Après, chacun y ajoute son grain de sel. Certains diront qu’il manque des choses et d’autres trouveront cette liste complètement idiote (hélas oui, il y a beaucoup de gens prétentieux parmi les écrivains …)
Si l’on me demandait mon avis, je mettrais le conseil n°7 en début de liste.
Parce qu’on peut très bien écrire sans être amoureux ( sauf Helen Fielding, bien sûr … l’auteur de l’inoubliable journal de la grosse Bridget Jones) et puis on peut être un grand écrivain sans s’être usé à la tâche (voir Giuseppe di Lampedua : un seul livre, un chef d’œuvre), on doit aussi pouvoir s’en sortir sans être allé emmerder les éléphants en Afrique du Sud (Tchékhov n’aimait pas tellement les éléphants …). On peut y arriver sans écouter de musique, sans traîner au Louvre tous les quatre matins et sans fréquenter ses collègues (cf. Salinger, Beckett et quelques autres). C’est possible aussi d’y arriver sans minauder avec son bon plaisir ( Carver écrivait sur ses genoux dans sa voiture pour ne pas entendre ses gosses brailler après une journée de boulot). Sans compter qu’il y a sûrement de grands écrivains qui sont aussi de grands bavards … par contre, par contre, je ne crois pas qu’on puisse aller très loin sans lire.
Je suis même sûre du contraire.
Il faut lire pour écrire. Amoureux ou pas, à Montrouge ou en Tanzanie, au Flore ou à la cantine, IL FAUT LIRE !!!

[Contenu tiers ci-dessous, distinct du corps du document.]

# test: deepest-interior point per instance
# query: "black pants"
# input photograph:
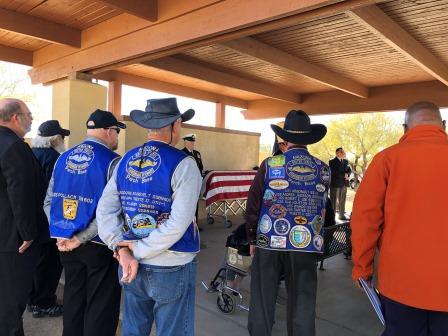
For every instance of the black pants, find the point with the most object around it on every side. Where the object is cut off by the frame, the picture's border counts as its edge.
(91, 293)
(16, 278)
(46, 278)
(299, 269)
(402, 320)
(337, 198)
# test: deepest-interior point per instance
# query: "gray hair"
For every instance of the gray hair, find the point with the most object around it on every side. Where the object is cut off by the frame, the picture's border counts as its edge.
(10, 108)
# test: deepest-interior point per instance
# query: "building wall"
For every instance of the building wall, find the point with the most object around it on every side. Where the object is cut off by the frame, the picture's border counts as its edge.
(221, 149)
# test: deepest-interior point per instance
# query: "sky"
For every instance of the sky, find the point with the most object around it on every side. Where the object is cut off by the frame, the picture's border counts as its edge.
(135, 98)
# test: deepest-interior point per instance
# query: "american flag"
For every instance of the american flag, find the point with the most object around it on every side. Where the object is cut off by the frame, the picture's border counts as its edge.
(226, 185)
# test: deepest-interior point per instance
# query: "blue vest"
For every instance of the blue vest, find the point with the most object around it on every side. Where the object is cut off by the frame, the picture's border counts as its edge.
(293, 210)
(144, 185)
(80, 175)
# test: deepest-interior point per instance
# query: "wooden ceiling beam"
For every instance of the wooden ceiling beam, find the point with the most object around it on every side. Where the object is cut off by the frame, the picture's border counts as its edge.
(374, 19)
(381, 99)
(178, 90)
(39, 28)
(145, 9)
(14, 55)
(217, 22)
(211, 75)
(264, 52)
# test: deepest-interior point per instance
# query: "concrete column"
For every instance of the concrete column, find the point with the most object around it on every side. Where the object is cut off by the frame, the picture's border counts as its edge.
(73, 101)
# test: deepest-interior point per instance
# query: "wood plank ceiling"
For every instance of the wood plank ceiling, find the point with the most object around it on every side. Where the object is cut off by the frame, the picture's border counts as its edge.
(392, 42)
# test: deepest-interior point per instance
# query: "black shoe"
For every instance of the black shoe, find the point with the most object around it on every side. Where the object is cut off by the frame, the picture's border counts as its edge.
(53, 311)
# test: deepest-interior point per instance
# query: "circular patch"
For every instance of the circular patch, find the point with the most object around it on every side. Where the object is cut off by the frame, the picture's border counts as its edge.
(277, 211)
(143, 164)
(278, 184)
(317, 223)
(325, 174)
(142, 225)
(300, 236)
(269, 197)
(265, 224)
(79, 159)
(318, 242)
(262, 241)
(300, 220)
(320, 187)
(281, 226)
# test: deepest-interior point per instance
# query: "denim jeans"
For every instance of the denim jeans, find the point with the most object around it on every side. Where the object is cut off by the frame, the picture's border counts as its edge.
(164, 294)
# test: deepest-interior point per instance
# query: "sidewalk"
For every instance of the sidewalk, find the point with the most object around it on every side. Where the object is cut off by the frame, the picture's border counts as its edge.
(342, 310)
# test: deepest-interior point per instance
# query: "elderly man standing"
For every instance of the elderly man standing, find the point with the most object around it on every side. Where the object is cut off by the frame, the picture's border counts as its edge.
(285, 213)
(146, 215)
(400, 208)
(22, 222)
(91, 292)
(47, 146)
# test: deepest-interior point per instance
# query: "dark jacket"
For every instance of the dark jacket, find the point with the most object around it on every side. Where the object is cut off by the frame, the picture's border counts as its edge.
(338, 171)
(22, 192)
(47, 158)
(197, 157)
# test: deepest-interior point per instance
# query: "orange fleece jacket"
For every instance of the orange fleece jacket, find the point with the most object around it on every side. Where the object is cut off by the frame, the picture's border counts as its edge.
(401, 208)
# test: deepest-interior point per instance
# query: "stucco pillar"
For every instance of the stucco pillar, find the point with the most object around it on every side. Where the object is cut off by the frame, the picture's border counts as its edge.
(73, 101)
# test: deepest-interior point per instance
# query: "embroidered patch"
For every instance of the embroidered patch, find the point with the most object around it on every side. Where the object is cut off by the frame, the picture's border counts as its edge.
(278, 184)
(70, 208)
(300, 236)
(281, 226)
(265, 224)
(262, 241)
(276, 173)
(142, 225)
(318, 242)
(276, 161)
(277, 211)
(300, 220)
(79, 159)
(278, 242)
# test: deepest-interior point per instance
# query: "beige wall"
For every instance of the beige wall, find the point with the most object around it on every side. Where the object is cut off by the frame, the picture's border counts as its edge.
(221, 149)
(224, 149)
(73, 102)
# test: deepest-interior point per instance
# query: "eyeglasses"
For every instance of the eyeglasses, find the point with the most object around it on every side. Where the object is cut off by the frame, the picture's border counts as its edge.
(114, 128)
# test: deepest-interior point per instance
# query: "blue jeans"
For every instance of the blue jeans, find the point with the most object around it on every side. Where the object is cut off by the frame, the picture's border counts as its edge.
(164, 294)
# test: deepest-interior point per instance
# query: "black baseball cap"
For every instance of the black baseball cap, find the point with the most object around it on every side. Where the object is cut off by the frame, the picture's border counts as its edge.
(51, 128)
(103, 119)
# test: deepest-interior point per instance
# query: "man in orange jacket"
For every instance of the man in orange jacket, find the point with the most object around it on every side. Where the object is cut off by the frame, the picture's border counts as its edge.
(401, 209)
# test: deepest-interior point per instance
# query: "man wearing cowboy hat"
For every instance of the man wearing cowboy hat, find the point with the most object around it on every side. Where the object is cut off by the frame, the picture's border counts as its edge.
(285, 213)
(146, 215)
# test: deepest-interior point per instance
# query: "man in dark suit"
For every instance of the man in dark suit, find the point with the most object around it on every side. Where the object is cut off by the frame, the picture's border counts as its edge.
(22, 220)
(47, 146)
(340, 171)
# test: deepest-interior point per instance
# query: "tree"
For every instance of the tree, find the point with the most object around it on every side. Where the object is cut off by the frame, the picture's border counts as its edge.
(361, 135)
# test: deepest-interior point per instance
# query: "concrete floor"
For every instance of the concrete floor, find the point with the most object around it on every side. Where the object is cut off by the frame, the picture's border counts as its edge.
(342, 310)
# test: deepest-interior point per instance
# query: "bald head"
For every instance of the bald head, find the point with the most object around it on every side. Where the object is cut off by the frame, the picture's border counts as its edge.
(423, 113)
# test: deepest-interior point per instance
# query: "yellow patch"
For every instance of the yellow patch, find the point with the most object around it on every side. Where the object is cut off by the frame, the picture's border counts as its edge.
(70, 208)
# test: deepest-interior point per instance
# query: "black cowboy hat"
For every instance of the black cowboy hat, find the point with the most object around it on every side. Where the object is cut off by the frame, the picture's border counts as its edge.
(299, 130)
(160, 113)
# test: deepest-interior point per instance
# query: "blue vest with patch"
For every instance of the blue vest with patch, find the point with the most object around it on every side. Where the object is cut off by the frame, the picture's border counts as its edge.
(293, 210)
(80, 175)
(144, 184)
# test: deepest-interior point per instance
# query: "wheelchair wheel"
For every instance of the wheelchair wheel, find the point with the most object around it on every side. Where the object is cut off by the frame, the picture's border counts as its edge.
(225, 303)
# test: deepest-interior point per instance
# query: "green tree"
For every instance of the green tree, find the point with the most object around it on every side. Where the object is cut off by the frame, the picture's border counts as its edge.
(361, 135)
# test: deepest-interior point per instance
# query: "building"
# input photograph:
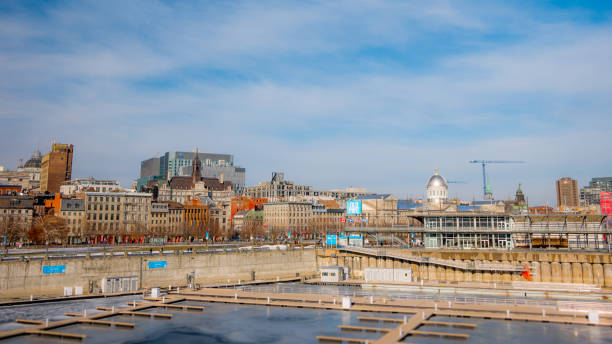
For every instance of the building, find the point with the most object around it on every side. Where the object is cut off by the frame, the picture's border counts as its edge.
(220, 218)
(567, 193)
(276, 189)
(159, 219)
(184, 188)
(10, 190)
(178, 164)
(280, 189)
(244, 203)
(72, 210)
(90, 185)
(283, 217)
(377, 210)
(150, 168)
(32, 168)
(437, 190)
(238, 220)
(16, 215)
(22, 179)
(117, 216)
(327, 219)
(589, 195)
(56, 167)
(175, 220)
(253, 225)
(467, 230)
(195, 217)
(332, 274)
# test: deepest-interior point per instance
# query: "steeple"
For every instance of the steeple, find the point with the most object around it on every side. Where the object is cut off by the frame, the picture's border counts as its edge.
(196, 169)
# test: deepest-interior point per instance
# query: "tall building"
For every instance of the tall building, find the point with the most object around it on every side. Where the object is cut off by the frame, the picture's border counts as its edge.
(567, 192)
(56, 167)
(589, 195)
(90, 185)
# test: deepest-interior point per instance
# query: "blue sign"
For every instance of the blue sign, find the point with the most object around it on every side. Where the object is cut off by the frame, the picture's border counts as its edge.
(158, 264)
(332, 240)
(353, 207)
(54, 269)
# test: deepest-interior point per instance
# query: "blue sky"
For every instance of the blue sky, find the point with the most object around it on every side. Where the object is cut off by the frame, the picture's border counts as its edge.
(335, 94)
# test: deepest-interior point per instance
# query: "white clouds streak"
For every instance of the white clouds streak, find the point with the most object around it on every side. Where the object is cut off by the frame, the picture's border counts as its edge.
(312, 79)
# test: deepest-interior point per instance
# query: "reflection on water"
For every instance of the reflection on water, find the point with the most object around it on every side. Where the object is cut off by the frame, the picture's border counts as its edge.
(242, 324)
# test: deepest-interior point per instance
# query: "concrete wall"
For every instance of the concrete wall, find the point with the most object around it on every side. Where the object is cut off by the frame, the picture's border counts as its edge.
(561, 267)
(25, 278)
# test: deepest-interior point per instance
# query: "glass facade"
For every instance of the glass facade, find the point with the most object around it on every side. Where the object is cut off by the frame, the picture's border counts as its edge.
(468, 232)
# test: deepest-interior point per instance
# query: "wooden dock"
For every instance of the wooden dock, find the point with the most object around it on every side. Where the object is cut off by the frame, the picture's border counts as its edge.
(42, 328)
(415, 313)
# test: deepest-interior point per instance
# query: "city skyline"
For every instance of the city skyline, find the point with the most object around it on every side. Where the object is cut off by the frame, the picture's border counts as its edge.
(374, 96)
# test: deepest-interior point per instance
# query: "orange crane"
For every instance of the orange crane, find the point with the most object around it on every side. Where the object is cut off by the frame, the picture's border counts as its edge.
(486, 188)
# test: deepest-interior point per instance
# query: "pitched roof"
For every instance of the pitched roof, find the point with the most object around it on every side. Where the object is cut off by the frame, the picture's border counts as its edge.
(381, 196)
(181, 183)
(214, 184)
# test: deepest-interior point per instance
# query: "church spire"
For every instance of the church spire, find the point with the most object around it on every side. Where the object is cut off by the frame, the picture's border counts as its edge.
(196, 169)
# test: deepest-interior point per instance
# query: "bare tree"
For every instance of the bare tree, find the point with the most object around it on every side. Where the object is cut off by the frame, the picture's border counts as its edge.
(11, 231)
(48, 229)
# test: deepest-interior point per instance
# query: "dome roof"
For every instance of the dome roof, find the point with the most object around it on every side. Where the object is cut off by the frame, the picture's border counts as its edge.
(34, 161)
(436, 180)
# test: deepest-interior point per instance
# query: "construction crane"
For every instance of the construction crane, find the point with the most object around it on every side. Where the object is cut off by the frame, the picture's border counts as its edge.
(486, 189)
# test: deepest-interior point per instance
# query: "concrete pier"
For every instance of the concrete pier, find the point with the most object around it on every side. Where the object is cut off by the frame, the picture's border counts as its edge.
(445, 265)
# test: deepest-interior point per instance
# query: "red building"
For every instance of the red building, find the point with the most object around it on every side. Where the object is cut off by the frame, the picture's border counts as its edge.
(244, 203)
(605, 200)
(10, 189)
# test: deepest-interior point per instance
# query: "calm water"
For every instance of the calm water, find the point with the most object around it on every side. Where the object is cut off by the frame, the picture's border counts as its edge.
(226, 323)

Ceux qui écrivent et qui ne lisent pas ne font pas illusion longtemps. Il arrive toujours un moment où l’on s’en rend compte et ça ne passe plus. Voyez Minou Drouet, elle était trop jeune pour avoir lu la pauvre enfant, et bien, on s’en est rendu compte vers la fin. Eh oui …

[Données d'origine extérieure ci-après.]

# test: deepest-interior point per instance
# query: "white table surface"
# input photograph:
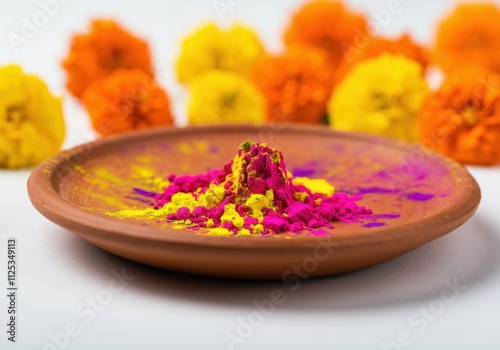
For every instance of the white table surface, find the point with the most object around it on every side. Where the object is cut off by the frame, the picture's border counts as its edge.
(61, 276)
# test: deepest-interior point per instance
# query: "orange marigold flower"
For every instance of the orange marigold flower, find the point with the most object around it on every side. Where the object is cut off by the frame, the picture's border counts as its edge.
(296, 85)
(126, 100)
(375, 46)
(462, 118)
(96, 54)
(471, 35)
(327, 25)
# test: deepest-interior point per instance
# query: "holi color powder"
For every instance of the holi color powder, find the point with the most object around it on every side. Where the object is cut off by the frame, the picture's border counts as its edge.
(254, 194)
(374, 224)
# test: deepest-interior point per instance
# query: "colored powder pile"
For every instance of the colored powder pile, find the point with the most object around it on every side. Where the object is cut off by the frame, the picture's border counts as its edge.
(253, 194)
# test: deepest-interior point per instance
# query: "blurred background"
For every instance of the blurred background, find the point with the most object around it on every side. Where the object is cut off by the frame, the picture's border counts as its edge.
(164, 24)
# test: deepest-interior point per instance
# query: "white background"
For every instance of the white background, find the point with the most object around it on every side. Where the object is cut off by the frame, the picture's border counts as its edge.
(59, 273)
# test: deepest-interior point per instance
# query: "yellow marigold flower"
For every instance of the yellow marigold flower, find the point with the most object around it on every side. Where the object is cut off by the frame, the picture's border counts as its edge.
(224, 97)
(382, 96)
(210, 47)
(31, 119)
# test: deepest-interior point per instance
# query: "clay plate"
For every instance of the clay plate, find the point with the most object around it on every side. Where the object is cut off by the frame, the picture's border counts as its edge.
(416, 196)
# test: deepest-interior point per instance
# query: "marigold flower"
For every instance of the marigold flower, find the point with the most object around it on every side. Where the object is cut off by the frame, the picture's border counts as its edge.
(327, 25)
(376, 46)
(296, 85)
(381, 95)
(224, 97)
(470, 35)
(210, 48)
(462, 118)
(96, 54)
(31, 119)
(128, 99)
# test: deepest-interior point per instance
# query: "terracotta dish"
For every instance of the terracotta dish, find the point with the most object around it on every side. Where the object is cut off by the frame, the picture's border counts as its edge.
(416, 196)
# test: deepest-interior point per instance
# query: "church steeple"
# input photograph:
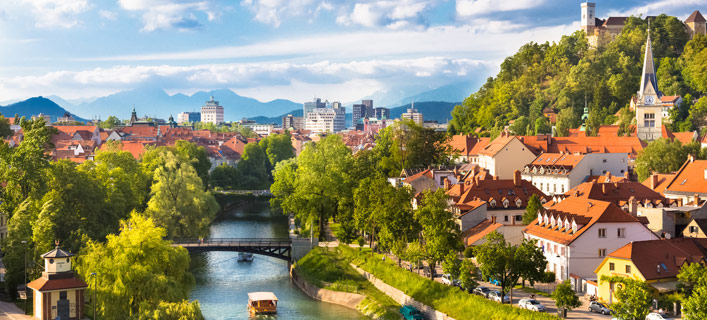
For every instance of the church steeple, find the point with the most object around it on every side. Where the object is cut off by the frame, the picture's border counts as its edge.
(649, 83)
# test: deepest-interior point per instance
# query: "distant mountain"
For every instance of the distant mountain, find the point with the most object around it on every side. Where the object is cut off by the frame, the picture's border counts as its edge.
(155, 102)
(35, 106)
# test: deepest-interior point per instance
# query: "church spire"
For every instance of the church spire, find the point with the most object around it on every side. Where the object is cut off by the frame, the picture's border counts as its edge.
(649, 83)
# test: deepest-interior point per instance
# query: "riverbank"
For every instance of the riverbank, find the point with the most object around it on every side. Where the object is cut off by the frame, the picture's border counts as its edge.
(326, 269)
(449, 300)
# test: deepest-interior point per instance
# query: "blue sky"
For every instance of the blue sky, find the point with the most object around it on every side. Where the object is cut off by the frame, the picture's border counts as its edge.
(269, 49)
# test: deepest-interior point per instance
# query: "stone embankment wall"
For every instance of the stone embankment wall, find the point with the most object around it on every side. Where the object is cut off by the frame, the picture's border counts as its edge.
(350, 300)
(401, 298)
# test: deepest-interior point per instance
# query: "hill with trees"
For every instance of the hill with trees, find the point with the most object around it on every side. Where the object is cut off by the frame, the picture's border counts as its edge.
(568, 75)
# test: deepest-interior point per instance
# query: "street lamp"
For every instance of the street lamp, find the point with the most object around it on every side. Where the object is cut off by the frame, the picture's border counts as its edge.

Après c’est affaire de goût. Moi, j’ai remarqué que j’aimais surtout les écrivains qui parlent des livres des autres : Françoise Sagan est émouvante quand elle parle de Proust ou de Flaubert, c’est même le seul moment où elle articule intelligiblement ; et je n’aurais jamais connu Brautigan ou Fante si Philippe Djian ne les avait pas cités dans ses romans.
Pourtant, je n’ai pas beaucoup lu … Je le dis sans honte ni fausse coquetterie, comparée à mes amis et à beaucoup de mes collègues, je suis vide. Pas creuse. Vide.

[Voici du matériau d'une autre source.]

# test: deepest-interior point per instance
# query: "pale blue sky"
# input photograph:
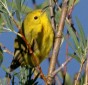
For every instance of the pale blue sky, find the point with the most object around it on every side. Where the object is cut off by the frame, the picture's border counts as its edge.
(80, 11)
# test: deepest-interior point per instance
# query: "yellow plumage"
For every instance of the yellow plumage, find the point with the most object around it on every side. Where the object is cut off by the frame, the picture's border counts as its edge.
(39, 34)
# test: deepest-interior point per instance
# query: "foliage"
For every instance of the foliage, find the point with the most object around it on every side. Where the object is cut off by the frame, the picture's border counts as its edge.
(78, 41)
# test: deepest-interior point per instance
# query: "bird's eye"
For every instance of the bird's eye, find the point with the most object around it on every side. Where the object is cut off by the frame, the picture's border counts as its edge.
(36, 17)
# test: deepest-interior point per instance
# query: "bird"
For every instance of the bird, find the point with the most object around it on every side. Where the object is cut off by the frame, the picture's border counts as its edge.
(38, 32)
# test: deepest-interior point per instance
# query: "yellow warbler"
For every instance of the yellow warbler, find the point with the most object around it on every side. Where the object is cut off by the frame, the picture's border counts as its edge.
(39, 34)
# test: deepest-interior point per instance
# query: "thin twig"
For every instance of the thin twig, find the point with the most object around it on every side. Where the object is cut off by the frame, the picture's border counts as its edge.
(62, 66)
(80, 70)
(57, 42)
(52, 14)
(86, 73)
(6, 50)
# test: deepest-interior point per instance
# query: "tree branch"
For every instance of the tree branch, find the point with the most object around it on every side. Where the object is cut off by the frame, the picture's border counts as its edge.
(57, 41)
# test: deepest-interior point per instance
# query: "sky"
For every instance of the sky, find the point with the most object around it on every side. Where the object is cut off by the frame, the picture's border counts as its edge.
(7, 39)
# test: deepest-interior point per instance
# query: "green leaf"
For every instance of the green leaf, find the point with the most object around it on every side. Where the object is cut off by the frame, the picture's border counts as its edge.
(72, 1)
(18, 15)
(8, 21)
(68, 80)
(18, 4)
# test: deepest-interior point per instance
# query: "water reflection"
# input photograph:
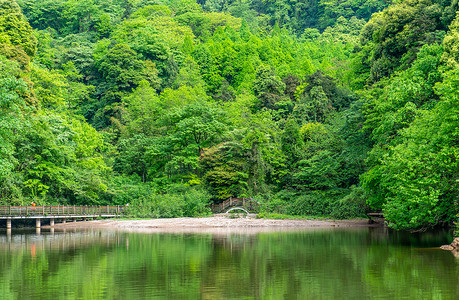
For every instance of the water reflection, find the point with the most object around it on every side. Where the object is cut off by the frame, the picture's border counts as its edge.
(369, 263)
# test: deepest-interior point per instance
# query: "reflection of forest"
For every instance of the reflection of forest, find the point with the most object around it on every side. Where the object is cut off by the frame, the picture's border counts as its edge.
(57, 241)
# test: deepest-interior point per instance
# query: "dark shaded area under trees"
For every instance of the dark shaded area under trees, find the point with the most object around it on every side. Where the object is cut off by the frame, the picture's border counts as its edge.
(313, 108)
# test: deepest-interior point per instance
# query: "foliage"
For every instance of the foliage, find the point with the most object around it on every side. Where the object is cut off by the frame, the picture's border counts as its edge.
(314, 108)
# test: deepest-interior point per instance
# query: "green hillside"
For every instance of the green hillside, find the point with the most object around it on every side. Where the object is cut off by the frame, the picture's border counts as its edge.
(313, 108)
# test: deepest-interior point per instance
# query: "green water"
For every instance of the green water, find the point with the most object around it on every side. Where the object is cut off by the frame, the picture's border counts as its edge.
(318, 264)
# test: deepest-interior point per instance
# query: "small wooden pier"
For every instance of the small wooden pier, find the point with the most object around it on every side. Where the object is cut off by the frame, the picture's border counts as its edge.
(59, 212)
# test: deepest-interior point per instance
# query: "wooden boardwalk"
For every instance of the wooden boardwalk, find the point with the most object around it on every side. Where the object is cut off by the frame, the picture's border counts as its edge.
(61, 212)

Mais ce que je peux dire pour ma défense, c’est que les livres que j’ai lus, même s’ils tiennent tous dans une petite étagère Billy de chez Ikéa, je les ai vraiment lus. Ces livres-là, ceux dont je me souviens spontanément quand on me demande des titres, ce n’est pas moi qui les ai lus, ce sont eux qui m’ont faite.
Le rapport que j’ai aux livres est une des rares choses pour lesquelles je m’accorde un peu de crédit et de bienveillance.
C’est vrai. Je trouve que rien ne va chez moi, rien ne me plaît et rien ne me rassure. Et d’ailleurs, si je crève de faim un jour, vêtue de hardes en acrylique, si je dois animer des ateliers d’écriture ou pérorer dans des médiathèques et autres Maisons de la Culture, cela ne m’étonnera pas plus que ça. Fin du quiproquo, me dirais-je …
Fin du quiproquo.
Mais avec les livres, ça va.
J’assure.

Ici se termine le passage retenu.